En visite à Moscou, le président du Conseil togolais Faure Gnassingbé rencontrera ce mercredi 19 novembre 2025 Vladimir Poutine au Kremlin pour renforcer la coopération, notamment en matière de paix, de sécurité et de développement.
Lors de leur rencontre ce mercredi à Moscou, les deux dirigeants russe et togolais aborderont l’élargissement du partenariat dans plusieurs secteurs prioritaires, notamment la diplomatie, le commerce, l’agriculture, l’énergie, la formation et la sécurité alimentaire. Les questions internationales d’intérêt commun seront également examinées, dont la sécurité régionale, la lutte contre le changement climatique et les Objectifs de développement durable.

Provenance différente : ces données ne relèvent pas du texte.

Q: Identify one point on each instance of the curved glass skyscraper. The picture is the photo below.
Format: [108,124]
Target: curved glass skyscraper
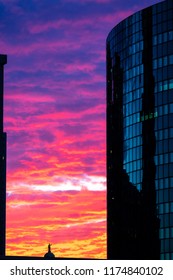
[140,135]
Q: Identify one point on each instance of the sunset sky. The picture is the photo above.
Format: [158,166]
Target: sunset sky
[55,119]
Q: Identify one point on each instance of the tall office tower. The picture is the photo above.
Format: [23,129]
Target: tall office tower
[3,60]
[140,135]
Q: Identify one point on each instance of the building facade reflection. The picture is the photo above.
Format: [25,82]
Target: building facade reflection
[140,135]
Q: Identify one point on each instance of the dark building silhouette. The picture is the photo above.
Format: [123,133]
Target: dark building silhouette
[3,61]
[49,255]
[140,135]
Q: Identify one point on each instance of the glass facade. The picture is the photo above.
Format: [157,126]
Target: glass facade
[140,135]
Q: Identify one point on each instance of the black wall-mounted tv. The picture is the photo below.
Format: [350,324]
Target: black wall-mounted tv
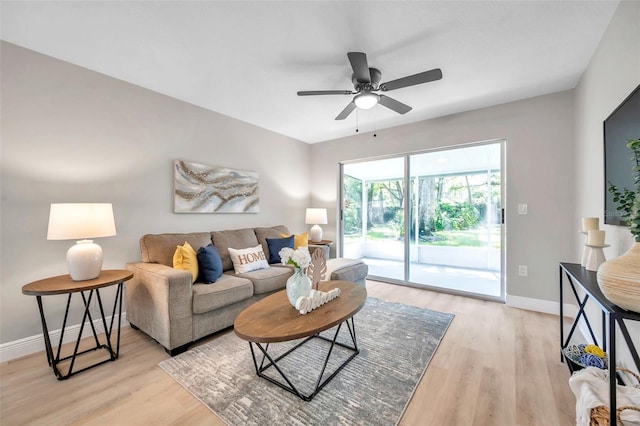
[621,125]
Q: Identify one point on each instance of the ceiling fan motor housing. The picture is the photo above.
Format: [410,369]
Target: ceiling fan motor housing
[375,77]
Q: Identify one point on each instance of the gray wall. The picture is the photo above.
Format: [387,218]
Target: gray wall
[73,135]
[613,73]
[539,172]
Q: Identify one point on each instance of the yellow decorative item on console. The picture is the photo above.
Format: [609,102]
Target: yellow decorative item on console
[185,258]
[299,240]
[594,350]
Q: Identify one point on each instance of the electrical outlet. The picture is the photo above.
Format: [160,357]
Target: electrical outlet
[522,270]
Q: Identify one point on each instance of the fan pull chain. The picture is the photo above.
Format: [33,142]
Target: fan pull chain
[375,120]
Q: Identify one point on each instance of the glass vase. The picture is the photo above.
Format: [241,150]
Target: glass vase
[298,285]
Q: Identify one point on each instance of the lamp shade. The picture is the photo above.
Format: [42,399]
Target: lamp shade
[77,221]
[80,221]
[316,216]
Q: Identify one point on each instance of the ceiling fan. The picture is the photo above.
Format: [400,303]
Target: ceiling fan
[365,82]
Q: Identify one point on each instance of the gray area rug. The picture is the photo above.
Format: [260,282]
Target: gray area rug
[396,343]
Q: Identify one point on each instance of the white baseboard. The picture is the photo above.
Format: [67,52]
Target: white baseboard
[33,344]
[538,305]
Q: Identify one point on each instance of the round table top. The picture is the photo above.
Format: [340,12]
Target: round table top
[273,319]
[63,284]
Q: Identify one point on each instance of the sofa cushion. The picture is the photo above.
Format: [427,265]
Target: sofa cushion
[235,238]
[347,270]
[272,232]
[299,240]
[266,280]
[277,244]
[249,259]
[228,289]
[209,264]
[185,258]
[159,248]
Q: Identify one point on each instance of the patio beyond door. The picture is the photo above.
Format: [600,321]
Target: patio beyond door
[431,219]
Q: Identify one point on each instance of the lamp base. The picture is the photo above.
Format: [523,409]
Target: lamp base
[84,260]
[315,234]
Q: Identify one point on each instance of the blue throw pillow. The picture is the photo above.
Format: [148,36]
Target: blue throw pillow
[209,264]
[277,244]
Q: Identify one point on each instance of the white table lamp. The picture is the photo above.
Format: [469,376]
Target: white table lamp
[316,217]
[80,221]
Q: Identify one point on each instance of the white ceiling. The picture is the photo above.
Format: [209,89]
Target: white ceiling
[247,59]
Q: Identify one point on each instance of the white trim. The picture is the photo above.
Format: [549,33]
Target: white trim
[538,305]
[30,345]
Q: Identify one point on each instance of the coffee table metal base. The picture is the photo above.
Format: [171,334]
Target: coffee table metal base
[268,361]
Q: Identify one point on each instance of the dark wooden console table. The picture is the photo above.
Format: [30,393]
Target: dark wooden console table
[612,316]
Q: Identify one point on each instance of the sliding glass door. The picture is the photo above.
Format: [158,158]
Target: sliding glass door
[450,203]
[373,216]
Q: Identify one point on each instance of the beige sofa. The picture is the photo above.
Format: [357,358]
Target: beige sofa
[163,303]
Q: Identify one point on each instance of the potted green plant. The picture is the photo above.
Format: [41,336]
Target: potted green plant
[629,201]
[619,278]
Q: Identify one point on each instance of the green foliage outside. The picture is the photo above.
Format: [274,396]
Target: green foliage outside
[451,210]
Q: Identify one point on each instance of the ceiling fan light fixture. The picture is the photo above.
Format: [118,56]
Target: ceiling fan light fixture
[366,100]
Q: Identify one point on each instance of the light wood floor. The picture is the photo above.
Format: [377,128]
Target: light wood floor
[495,366]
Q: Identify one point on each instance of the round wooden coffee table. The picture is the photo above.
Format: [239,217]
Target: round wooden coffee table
[274,320]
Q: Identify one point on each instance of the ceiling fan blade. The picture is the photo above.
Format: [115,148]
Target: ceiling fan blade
[345,112]
[394,105]
[412,80]
[325,92]
[360,66]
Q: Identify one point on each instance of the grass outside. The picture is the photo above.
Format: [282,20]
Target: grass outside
[467,238]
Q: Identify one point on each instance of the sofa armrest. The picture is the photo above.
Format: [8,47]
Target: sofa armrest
[159,302]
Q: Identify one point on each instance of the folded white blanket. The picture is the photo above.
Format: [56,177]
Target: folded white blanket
[591,388]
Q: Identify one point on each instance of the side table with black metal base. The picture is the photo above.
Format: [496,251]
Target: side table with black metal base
[63,284]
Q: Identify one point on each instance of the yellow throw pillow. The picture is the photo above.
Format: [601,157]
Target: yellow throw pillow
[299,240]
[185,258]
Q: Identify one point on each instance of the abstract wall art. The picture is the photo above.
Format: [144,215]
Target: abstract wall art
[201,188]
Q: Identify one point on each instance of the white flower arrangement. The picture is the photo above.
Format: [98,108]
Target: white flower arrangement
[300,257]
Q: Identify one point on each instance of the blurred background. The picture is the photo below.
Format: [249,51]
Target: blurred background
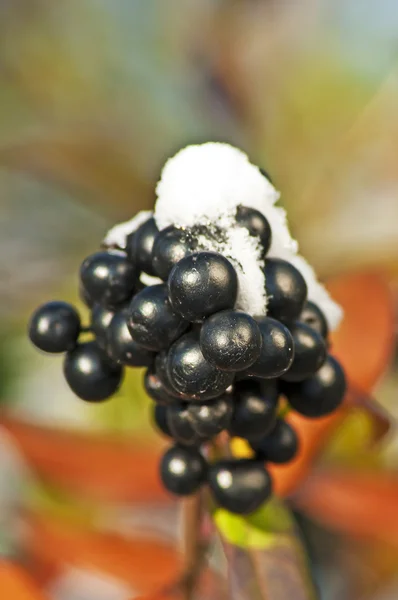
[94,96]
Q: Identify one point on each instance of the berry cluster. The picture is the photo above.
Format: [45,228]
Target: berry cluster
[209,366]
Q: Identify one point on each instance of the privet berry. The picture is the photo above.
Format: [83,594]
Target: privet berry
[54,327]
[202,284]
[309,353]
[279,446]
[255,407]
[152,321]
[121,346]
[320,394]
[277,350]
[90,373]
[108,277]
[231,340]
[139,246]
[171,245]
[183,470]
[286,290]
[256,224]
[190,373]
[240,486]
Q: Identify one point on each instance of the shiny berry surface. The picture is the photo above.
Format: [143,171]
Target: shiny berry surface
[255,409]
[180,425]
[319,395]
[231,340]
[277,349]
[152,322]
[54,327]
[279,446]
[286,290]
[171,245]
[202,284]
[190,373]
[183,470]
[159,418]
[108,277]
[312,316]
[210,418]
[239,486]
[122,348]
[256,224]
[309,352]
[140,245]
[101,318]
[90,374]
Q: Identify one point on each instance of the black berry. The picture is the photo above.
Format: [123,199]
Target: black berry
[240,486]
[139,246]
[108,277]
[279,446]
[320,394]
[210,418]
[313,317]
[255,408]
[286,290]
[231,340]
[202,284]
[277,349]
[190,373]
[180,425]
[101,318]
[171,245]
[152,321]
[90,374]
[54,327]
[183,470]
[121,346]
[256,224]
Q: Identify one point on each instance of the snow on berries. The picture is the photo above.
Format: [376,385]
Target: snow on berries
[209,296]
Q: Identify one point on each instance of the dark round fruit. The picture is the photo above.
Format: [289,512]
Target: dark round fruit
[320,394]
[240,486]
[190,373]
[183,470]
[312,316]
[255,409]
[156,390]
[202,284]
[180,425]
[279,446]
[152,321]
[90,374]
[122,348]
[277,349]
[256,224]
[231,340]
[159,417]
[309,353]
[286,290]
[210,418]
[54,327]
[108,277]
[139,246]
[171,245]
[101,318]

Le déplacement de Faure Gnassingbé intervient dans un contexte de rapprochement progressif entre la Russie et plusieurs pays africains. Moscou a multiplié ces dernières années ses initiatives diplomatiques sur le continent. Au Togo, cette dynamique s’était illustrée dès juin 2018 par la visite à Lomé de Mikhaïl Bogdanov, représentant spécial du président russe pour l’Afrique.
Depuis cette première avancée, les échanges bilatéraux se sont intensifiés. Le renforcement du capital humain constitue l’un des axes centraux de la coopération, avec l’octroi régulier de bourses d’État aux étudiants togolais. Pour l’année académique 2024-2025, 86 bourses ont été attribuées, contre une dizaine seulement deux ans auparavant.
Sur le plan sécuritaire, la collaboration s’est également renforcée. En octobre 2025, un accord-cadre de coopération militaire a été ratifié entre les deux pays. Il prévoit des exercices conjoints, des programmes de formation, des échanges de renseignement et une assistance médicale d’urgence.
La visite de Faure Gnassingbé intervient ainsi au moment où les deux États cherchent à consolider les acquis enregistrés dans les domaines stratégique et éducatif.
Les discussions devraient permettre d’identifier de nouvelles perspectives de partenariat, en cohérence avec les priorités économiques et sécuritaires du Togo.
Cette rencontre au sommet devrait enfin contribuer à renforcer la présence de Moscou en Afrique de l’Ouest, tout en offrant à Lomé des opportunités accrues de coopération dans des secteurs clés.